Enhanced Distributional Modeling with PyTorch
- LightGBMLSS now fully relies on PyTorch distributions for distributional modeling.
- The integration with PyTorch distributions provides a more comprehensive and flexible framework for probabilistic modeling and uncertainty estimation.
- Users can leverage the rich set of distributional families and associated functions offered by PyTorch, allowing for a wider range of modeling options.
Automatic Differentiation
- LightGBMLSS now fully leverages PyTorch's automatic differentiation capabilities.

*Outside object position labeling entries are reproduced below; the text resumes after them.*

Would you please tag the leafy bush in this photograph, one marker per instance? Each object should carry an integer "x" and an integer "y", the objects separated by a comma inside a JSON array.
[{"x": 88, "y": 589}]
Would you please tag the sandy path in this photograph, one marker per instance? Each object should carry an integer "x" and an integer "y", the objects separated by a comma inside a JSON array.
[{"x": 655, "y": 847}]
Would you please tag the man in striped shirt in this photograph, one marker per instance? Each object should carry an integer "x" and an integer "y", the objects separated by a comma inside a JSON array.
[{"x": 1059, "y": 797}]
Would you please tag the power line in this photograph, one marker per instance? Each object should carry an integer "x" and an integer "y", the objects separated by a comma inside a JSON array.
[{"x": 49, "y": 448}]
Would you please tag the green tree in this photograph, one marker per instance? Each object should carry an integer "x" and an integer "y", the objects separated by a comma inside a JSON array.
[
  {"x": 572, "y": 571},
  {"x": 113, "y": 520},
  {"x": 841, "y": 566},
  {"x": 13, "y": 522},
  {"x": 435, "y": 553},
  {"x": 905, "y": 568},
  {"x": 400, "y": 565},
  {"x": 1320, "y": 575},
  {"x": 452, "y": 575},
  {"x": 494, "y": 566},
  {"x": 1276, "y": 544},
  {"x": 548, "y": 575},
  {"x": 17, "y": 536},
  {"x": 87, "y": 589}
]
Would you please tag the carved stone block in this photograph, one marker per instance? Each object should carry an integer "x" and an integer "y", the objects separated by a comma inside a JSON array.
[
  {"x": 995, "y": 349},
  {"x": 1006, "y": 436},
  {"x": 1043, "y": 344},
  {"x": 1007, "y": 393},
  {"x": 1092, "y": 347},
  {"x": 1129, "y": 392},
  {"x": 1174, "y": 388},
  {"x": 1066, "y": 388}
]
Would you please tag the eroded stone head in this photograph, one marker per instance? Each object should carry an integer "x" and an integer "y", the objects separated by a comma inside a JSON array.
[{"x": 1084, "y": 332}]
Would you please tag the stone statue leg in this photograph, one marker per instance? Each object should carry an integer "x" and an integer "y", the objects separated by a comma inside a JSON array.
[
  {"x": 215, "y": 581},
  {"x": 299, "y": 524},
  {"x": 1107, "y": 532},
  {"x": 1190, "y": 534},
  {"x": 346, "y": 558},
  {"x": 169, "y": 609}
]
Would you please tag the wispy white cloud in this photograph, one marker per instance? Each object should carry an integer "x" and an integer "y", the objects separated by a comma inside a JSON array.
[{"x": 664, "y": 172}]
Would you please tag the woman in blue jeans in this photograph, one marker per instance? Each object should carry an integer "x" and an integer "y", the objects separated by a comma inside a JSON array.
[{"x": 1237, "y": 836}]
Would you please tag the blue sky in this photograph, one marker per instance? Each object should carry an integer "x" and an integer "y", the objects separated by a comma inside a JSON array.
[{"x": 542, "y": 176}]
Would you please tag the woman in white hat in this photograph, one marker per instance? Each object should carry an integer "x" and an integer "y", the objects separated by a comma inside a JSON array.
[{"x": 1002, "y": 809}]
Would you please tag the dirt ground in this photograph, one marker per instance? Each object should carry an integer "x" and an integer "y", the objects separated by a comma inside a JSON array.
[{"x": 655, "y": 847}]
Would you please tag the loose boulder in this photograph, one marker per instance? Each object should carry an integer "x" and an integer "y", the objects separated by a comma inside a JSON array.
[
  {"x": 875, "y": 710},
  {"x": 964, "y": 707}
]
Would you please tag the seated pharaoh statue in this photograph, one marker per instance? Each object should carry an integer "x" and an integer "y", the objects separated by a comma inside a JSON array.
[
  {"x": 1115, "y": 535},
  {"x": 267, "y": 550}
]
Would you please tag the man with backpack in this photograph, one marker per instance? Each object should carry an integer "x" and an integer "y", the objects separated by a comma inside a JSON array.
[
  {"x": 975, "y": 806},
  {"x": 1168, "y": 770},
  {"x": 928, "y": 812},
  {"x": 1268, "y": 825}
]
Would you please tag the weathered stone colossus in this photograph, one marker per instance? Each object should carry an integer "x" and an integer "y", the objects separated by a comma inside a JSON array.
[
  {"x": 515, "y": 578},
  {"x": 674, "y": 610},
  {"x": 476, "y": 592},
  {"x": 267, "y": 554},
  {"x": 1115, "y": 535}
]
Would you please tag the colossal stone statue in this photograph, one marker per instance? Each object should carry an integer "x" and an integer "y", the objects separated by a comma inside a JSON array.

- Automatic differentiation enables efficient and accurate computation of gradients and hessians, resulting in enhanced model performance and flexibility.
- Users can take advantage of automatic differentiation to easily incorporate custom loss functions into their LightGBMLSS workflows.
- This enhancement allows for faster experimentation and easier customization.
Hyper-Parameter Optimization
- LightGBMLSS now enables the optimization of all LightGBM hyper-parameters for enhanced modeling flexibility and performance.
What's Changed:
- The syntax of LightGBMLSS has been updated in this release. We have made improvements to certain aspects of the syntax to provide better clarity and consistency.
- To familiarize yourself with the updated syntax, we kindly refer you to the example sections. The examples will demonstrate the revised syntax and help you adapt your code accordingly.
Bug Fixes
- Several minor fixes and improvements have been implemented in this release.